No hago surrealismo, afirmaste y nos tradujiste del francés los versos de los poetas que admirabas. Y así nos abriste el mundo mágico de Henri Michaux, Jaeques Prevert, Francis Ponge y René Char. ¡Oh, mi querido Edmundo! Ahí estaba el amplio surco por donde corría tu voz.
Habías partido de Bolivia, rumbo a España, en 1956 o 1957, con los versos de Vallejo en tu valija. Y como él, te fuiste a París porque en España Franco había prohibido la lectura de los poetas y escritores que amabas. Nos mostraste una foto donde estabas con poncho y sombrero de mariachi, tocando una guitarra junto a otros músicos, probablemente mejicanos. Nos dijiste que cantabas rancheras en los cafés parisinos.

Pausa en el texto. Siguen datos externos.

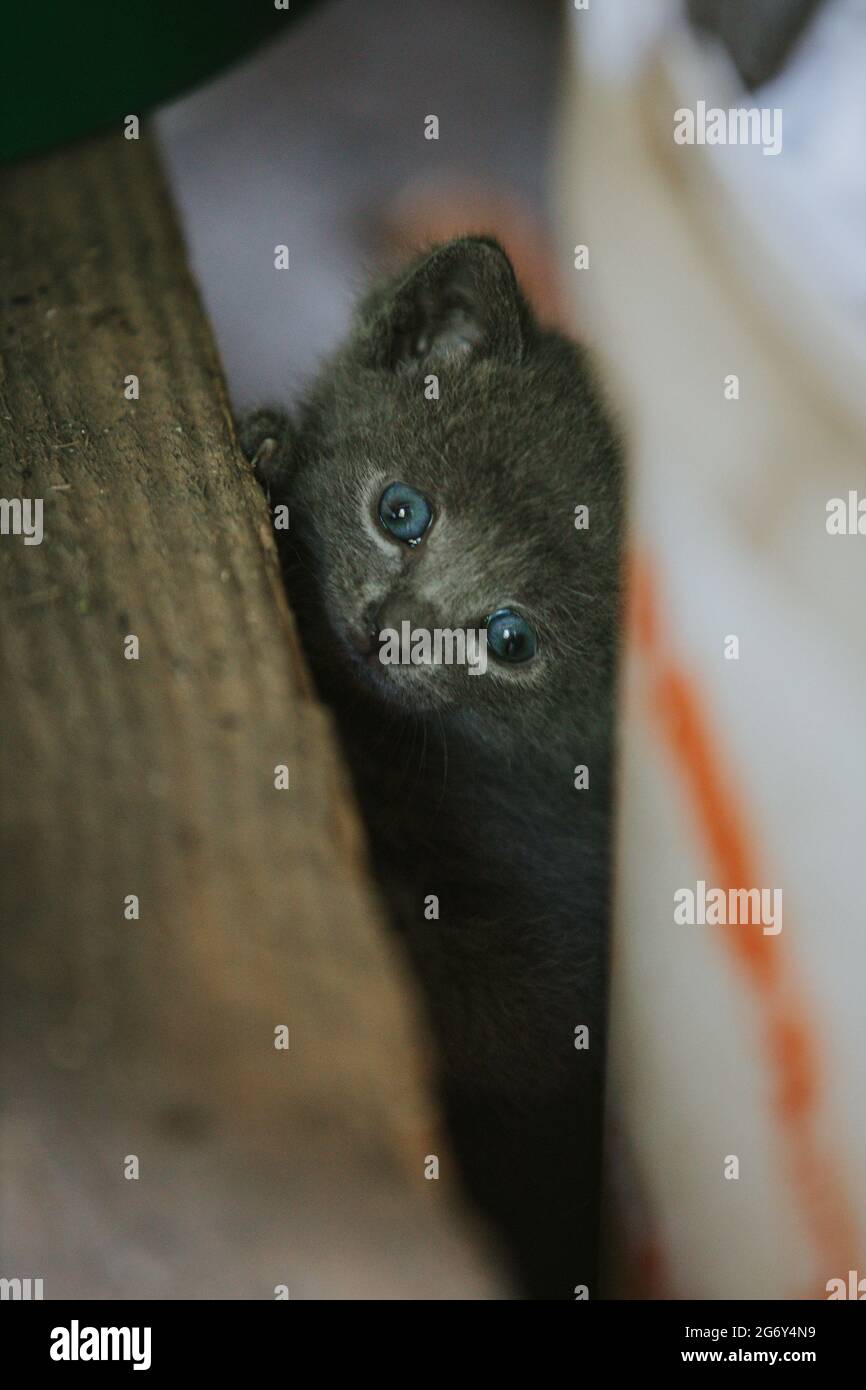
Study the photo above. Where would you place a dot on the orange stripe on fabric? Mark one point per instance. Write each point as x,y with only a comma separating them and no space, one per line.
790,1044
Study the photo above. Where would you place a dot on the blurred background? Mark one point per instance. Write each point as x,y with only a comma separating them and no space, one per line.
724,293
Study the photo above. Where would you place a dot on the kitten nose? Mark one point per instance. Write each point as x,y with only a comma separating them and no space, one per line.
364,635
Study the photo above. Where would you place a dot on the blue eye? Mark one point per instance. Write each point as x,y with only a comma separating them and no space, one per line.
405,512
510,637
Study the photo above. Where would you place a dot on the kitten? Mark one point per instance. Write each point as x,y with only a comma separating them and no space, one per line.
467,781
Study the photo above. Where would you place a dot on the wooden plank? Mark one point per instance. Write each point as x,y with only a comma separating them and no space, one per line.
154,1037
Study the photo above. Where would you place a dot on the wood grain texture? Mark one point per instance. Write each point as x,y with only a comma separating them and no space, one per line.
156,777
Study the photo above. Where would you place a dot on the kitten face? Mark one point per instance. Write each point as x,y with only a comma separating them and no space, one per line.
445,512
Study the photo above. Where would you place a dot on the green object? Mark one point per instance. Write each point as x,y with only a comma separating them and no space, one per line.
70,68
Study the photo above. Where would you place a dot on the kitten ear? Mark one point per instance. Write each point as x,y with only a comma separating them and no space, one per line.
460,299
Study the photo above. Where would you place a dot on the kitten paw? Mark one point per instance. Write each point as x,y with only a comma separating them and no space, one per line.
266,438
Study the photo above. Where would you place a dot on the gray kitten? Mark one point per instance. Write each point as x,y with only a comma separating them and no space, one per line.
446,505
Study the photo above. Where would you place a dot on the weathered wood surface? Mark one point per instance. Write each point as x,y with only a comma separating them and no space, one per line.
156,777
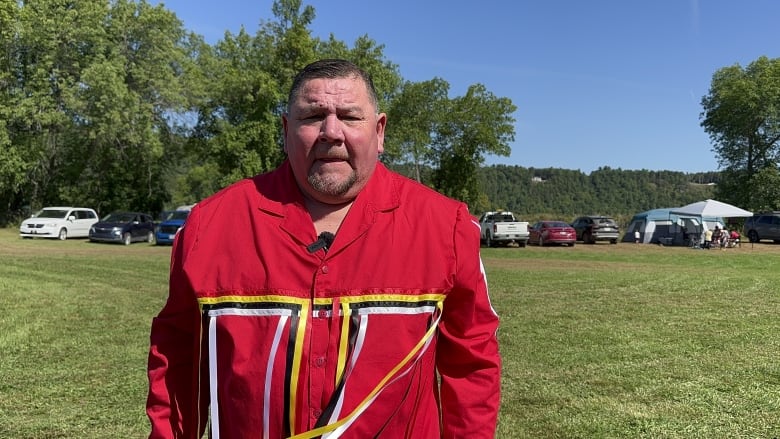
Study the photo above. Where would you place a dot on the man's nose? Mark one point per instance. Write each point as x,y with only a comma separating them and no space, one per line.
331,129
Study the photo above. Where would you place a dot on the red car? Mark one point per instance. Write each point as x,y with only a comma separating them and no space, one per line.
552,232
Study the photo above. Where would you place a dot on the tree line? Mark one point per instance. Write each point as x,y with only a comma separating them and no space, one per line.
113,104
555,193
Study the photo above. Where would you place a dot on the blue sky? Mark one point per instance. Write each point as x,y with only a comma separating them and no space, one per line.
597,83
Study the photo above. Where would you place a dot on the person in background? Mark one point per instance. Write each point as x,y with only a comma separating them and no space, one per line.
734,238
708,238
329,297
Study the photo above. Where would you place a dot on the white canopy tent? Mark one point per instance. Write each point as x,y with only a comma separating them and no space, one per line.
712,208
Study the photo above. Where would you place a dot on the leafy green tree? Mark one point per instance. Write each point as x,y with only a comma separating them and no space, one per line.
471,126
741,114
412,120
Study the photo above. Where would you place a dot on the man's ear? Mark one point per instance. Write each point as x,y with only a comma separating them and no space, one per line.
381,121
284,133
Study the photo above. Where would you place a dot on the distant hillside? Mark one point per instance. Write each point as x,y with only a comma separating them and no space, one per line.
536,193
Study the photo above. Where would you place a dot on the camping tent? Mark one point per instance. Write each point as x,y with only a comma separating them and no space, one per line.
712,208
666,226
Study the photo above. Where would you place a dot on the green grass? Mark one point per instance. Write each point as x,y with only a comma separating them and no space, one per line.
598,341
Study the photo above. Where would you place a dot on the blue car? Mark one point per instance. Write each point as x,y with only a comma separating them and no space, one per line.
167,229
124,228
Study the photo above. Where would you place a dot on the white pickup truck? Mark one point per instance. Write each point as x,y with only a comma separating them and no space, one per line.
502,228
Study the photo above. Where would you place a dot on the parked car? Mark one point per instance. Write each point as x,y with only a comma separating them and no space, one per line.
59,222
765,225
166,230
592,228
552,232
123,227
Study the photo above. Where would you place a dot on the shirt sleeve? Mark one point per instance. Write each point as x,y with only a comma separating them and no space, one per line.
174,406
467,357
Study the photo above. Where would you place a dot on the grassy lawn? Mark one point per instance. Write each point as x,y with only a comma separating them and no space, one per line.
599,341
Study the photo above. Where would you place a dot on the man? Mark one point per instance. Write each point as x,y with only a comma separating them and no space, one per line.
328,298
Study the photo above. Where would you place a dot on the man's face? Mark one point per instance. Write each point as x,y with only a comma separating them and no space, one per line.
333,137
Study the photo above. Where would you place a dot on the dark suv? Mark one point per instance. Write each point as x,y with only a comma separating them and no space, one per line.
763,226
592,228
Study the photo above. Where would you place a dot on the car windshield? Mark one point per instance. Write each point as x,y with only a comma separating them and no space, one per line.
179,214
51,213
119,218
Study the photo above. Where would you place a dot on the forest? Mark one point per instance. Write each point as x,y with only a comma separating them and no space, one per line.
114,105
554,193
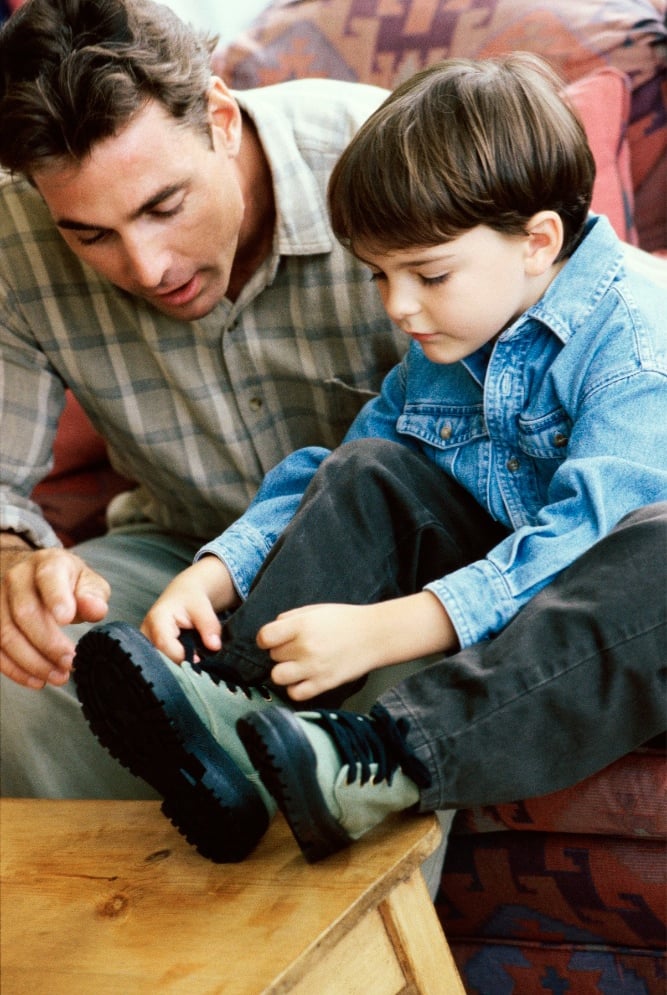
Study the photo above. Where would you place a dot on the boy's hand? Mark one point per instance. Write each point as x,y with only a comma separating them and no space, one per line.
191,601
319,647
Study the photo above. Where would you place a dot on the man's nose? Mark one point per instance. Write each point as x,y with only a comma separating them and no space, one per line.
146,261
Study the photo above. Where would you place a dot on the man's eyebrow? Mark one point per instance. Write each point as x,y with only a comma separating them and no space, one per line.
71,225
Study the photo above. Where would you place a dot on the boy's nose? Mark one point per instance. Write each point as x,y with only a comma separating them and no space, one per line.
401,305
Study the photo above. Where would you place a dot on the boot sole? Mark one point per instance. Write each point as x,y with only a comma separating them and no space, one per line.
286,762
139,713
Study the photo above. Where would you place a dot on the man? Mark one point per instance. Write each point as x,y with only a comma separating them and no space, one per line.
166,255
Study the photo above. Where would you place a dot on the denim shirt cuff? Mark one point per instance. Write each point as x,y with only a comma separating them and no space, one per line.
243,550
477,600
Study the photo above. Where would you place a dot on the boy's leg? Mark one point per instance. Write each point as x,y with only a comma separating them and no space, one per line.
378,521
574,682
47,749
577,680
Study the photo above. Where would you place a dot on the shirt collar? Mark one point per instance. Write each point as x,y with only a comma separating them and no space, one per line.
578,287
301,212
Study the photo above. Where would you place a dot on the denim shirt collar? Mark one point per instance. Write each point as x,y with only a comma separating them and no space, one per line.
570,299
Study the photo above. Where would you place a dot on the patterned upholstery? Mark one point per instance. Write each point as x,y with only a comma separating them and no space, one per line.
384,41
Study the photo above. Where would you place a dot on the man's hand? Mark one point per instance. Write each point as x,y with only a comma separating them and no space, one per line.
42,590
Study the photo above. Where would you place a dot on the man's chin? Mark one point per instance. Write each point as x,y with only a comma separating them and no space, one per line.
191,309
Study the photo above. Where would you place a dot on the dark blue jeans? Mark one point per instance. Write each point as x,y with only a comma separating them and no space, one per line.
577,678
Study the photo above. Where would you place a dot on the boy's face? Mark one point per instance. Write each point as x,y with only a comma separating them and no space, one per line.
155,209
454,297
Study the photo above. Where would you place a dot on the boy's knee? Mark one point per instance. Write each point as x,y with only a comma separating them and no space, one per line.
652,518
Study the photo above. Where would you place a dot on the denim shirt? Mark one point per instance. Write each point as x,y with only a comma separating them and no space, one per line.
558,429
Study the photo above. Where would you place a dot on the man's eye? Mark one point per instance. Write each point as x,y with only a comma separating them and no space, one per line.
92,239
167,212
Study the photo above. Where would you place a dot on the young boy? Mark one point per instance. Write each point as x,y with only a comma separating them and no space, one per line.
497,506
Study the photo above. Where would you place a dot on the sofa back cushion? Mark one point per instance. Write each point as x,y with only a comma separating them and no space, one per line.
382,42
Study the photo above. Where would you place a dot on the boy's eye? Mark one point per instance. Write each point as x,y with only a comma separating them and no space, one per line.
433,281
92,239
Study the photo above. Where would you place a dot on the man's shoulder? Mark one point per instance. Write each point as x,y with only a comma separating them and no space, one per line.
315,106
22,209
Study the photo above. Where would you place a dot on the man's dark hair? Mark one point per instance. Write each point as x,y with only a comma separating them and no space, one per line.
74,72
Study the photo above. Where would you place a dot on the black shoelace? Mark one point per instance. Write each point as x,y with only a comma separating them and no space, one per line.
221,673
376,739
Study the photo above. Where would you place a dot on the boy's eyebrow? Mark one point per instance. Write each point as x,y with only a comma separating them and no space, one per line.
417,261
71,225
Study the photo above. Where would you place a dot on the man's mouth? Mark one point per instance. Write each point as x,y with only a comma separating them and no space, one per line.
180,295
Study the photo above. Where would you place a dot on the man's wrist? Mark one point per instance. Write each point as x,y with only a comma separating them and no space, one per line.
10,539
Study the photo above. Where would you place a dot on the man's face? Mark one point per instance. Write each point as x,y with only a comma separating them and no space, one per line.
155,209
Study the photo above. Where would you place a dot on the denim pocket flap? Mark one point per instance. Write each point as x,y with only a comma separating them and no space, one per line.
546,437
443,427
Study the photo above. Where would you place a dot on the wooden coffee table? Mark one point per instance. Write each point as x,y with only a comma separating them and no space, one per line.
105,898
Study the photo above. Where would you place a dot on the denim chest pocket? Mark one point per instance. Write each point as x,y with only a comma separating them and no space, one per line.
546,437
441,427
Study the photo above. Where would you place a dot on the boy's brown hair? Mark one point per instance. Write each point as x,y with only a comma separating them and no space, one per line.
74,72
460,144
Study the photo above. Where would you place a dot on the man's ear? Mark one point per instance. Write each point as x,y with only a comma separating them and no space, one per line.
544,242
224,115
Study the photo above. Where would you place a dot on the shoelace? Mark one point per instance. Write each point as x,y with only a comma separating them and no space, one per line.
376,739
221,674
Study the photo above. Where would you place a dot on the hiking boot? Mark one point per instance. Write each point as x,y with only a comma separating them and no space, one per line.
175,727
334,774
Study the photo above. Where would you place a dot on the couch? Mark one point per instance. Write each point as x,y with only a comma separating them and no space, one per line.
565,893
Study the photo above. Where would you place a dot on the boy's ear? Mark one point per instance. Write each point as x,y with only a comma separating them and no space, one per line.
544,242
224,116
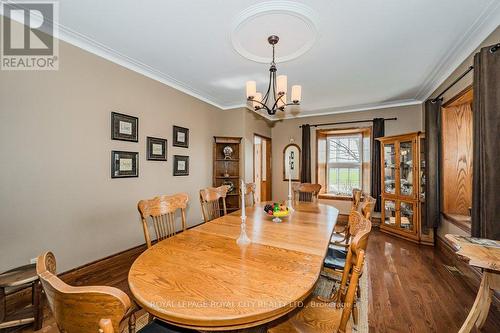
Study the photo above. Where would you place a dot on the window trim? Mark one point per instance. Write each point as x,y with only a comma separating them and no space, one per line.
320,166
345,165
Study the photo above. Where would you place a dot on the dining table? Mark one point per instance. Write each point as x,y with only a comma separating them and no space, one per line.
203,280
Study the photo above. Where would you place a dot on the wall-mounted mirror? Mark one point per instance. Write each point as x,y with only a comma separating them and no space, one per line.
291,162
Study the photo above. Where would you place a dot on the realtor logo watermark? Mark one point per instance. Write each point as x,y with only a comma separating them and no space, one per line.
29,36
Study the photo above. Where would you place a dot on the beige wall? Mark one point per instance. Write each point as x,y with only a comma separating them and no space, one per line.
494,38
409,120
56,190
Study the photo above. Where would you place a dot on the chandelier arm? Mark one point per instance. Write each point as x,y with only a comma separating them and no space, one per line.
276,103
266,96
264,106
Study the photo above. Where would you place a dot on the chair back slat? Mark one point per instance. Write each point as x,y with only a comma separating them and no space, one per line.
306,192
356,198
79,309
367,206
161,211
209,199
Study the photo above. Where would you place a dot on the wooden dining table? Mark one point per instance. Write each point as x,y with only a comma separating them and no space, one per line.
201,279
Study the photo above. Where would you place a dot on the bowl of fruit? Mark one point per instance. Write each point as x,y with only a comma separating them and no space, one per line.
277,211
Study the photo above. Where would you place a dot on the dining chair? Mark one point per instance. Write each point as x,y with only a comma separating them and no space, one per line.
341,227
318,317
306,192
356,198
367,206
209,199
250,194
81,309
161,211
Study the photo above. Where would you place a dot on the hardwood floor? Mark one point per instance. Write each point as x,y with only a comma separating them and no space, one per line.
409,288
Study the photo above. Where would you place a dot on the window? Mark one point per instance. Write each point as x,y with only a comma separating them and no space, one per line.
344,163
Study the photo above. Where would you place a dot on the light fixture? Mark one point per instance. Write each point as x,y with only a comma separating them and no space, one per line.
276,95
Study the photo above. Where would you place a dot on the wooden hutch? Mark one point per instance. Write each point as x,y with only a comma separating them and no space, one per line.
403,187
226,170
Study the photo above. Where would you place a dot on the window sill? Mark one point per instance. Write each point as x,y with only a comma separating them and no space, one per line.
461,221
334,197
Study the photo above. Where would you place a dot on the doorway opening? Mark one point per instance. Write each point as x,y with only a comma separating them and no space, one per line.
262,168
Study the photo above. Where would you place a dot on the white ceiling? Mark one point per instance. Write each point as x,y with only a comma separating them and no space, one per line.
346,54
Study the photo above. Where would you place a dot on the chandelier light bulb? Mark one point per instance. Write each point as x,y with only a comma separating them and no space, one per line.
296,94
281,84
251,89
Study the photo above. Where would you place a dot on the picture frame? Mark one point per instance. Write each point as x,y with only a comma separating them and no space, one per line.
124,127
291,152
124,164
180,137
181,165
156,149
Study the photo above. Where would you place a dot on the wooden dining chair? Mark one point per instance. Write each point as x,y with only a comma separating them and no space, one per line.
161,211
210,198
90,309
367,206
306,192
356,198
250,194
318,317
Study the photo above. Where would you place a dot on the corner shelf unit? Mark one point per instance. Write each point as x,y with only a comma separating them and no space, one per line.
226,171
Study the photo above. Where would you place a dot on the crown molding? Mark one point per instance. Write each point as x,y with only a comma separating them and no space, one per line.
484,25
90,45
291,8
337,110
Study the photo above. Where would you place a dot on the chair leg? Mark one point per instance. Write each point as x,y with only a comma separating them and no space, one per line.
131,323
37,305
2,304
355,313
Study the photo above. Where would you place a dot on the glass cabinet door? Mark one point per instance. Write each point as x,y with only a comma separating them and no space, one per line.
389,168
390,213
406,168
407,215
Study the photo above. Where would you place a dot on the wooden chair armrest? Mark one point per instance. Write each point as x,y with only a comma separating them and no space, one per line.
105,326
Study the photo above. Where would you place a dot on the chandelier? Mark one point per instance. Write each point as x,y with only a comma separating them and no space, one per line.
275,98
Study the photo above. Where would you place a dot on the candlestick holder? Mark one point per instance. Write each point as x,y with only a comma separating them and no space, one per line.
243,239
290,203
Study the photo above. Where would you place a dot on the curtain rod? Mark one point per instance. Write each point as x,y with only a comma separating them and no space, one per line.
349,122
453,83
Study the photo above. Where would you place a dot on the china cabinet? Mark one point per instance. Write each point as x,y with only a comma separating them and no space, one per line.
403,187
226,170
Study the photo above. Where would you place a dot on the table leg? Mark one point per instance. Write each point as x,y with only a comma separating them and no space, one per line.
37,305
479,311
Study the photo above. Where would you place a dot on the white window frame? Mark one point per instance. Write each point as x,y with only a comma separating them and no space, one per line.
345,164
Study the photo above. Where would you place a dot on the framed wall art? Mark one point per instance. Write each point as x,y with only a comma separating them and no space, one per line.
181,137
156,149
181,165
291,162
124,127
124,164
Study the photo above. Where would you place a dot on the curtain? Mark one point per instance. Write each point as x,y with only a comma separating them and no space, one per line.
486,139
432,151
305,173
376,181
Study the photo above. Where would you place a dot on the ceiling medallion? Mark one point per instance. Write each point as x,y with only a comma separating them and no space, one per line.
295,22
275,97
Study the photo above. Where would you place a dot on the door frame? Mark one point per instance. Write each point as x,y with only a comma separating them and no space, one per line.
269,170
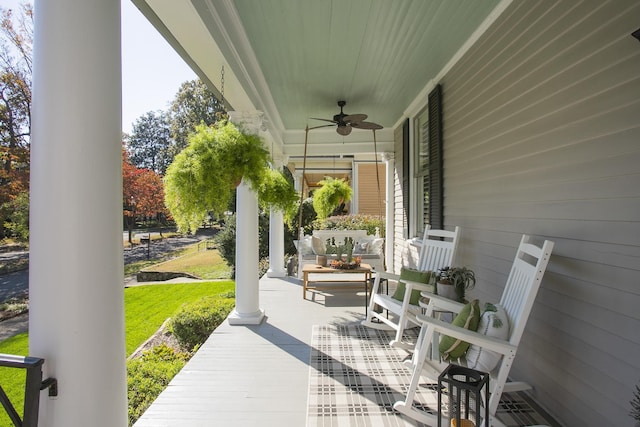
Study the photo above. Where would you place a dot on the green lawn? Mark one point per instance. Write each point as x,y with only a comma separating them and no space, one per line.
146,308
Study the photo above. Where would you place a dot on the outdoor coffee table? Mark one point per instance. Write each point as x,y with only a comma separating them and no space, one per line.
364,270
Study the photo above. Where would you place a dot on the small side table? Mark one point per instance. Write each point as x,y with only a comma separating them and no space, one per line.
461,382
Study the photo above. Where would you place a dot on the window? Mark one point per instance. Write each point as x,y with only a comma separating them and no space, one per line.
427,165
421,168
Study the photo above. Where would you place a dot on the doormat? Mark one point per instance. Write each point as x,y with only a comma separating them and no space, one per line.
355,377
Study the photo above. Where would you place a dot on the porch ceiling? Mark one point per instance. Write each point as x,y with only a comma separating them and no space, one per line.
294,59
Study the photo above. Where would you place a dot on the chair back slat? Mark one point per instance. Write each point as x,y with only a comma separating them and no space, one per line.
523,284
438,248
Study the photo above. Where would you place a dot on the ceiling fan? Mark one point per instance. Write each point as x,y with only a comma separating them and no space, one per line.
346,122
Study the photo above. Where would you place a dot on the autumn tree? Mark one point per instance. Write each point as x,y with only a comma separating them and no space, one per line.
142,193
16,41
193,105
150,145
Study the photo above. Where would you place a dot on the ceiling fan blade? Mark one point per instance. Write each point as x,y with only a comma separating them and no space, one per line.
322,126
366,125
355,118
324,120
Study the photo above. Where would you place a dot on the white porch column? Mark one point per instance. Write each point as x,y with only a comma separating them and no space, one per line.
388,158
76,316
247,311
276,244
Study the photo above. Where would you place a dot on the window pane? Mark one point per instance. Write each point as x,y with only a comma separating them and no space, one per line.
422,170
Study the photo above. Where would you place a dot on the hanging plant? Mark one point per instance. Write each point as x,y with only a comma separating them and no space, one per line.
328,197
203,177
277,191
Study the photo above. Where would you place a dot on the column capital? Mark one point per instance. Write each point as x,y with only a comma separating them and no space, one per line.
251,122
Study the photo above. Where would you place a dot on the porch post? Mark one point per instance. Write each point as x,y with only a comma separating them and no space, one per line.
276,244
76,316
247,311
388,158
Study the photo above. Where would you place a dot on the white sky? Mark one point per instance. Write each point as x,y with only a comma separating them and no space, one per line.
151,70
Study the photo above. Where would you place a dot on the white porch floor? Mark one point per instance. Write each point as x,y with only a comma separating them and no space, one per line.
255,375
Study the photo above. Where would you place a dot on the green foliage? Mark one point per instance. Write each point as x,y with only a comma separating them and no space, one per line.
352,222
12,380
203,177
225,239
277,191
148,375
328,197
193,105
16,214
195,321
147,307
150,145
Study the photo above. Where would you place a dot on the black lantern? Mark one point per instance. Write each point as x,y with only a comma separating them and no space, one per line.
462,384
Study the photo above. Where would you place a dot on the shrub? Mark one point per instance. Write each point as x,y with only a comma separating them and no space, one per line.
149,374
225,239
351,222
194,322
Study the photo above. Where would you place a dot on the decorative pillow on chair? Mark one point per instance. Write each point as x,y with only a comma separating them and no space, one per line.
375,247
493,323
413,276
468,318
318,246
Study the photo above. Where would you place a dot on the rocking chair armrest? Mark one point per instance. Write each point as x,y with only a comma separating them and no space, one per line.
387,275
441,303
472,337
416,286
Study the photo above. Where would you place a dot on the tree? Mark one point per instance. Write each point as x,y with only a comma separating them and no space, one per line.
193,105
142,193
16,41
150,145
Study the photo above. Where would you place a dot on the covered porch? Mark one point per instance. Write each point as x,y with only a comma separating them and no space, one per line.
260,374
538,134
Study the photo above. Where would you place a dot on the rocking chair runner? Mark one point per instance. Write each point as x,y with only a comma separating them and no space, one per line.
517,300
437,251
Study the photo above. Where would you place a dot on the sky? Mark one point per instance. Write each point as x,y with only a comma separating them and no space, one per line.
152,71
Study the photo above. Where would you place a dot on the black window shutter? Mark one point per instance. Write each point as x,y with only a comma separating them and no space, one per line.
406,179
436,193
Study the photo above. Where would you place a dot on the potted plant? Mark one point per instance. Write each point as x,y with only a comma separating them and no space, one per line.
453,282
332,193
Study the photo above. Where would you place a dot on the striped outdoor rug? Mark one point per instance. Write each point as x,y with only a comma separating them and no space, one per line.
355,377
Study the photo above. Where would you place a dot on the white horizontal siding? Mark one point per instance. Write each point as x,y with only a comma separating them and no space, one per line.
542,136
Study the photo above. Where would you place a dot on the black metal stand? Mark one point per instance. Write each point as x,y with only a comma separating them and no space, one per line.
461,383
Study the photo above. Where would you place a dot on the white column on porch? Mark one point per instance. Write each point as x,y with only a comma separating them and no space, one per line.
388,158
276,244
247,311
76,316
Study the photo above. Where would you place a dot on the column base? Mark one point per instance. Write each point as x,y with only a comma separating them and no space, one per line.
236,318
277,273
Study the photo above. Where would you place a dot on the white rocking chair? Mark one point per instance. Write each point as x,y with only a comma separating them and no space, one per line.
517,299
437,251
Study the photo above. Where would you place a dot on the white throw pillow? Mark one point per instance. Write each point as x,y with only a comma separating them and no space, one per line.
305,246
375,247
493,323
318,246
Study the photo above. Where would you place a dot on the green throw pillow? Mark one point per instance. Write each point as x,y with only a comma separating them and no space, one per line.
468,318
413,276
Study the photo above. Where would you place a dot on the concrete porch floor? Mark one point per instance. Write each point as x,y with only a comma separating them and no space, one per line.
256,375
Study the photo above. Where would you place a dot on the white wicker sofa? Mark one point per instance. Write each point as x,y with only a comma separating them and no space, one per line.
369,247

Qué tiempos los que vivimos, hermano. Pienso que escribía La mansión de los elegidos exclusivamente para ti. Ahora sé que cada página lleva tu aliento, tu confianza, cuando me alentabas para concluirla.
Y así terminé la primera parte. Y ahí me quedé, por mucho tiempo porque, sorpresivamente, una tarde llegamos a tu casa y no estabas. Tu madre nos dijo, desde su ventana, que te habían internado de emergencia. Fuimos a la clínica, pero no pudimos verte más.
Tuvieron que pasar 50 años para crecer con tu recuerdo. Ojalá ese 27 de marzo no hubiera llegado nunca. Duele evocar tu ausencia, como ese día, de Viernes Santo, mientras Cristo agonizaba en el sermón de las siete palabras, en la Catedral, tú también lo hacías, en tu lecho de enfermo.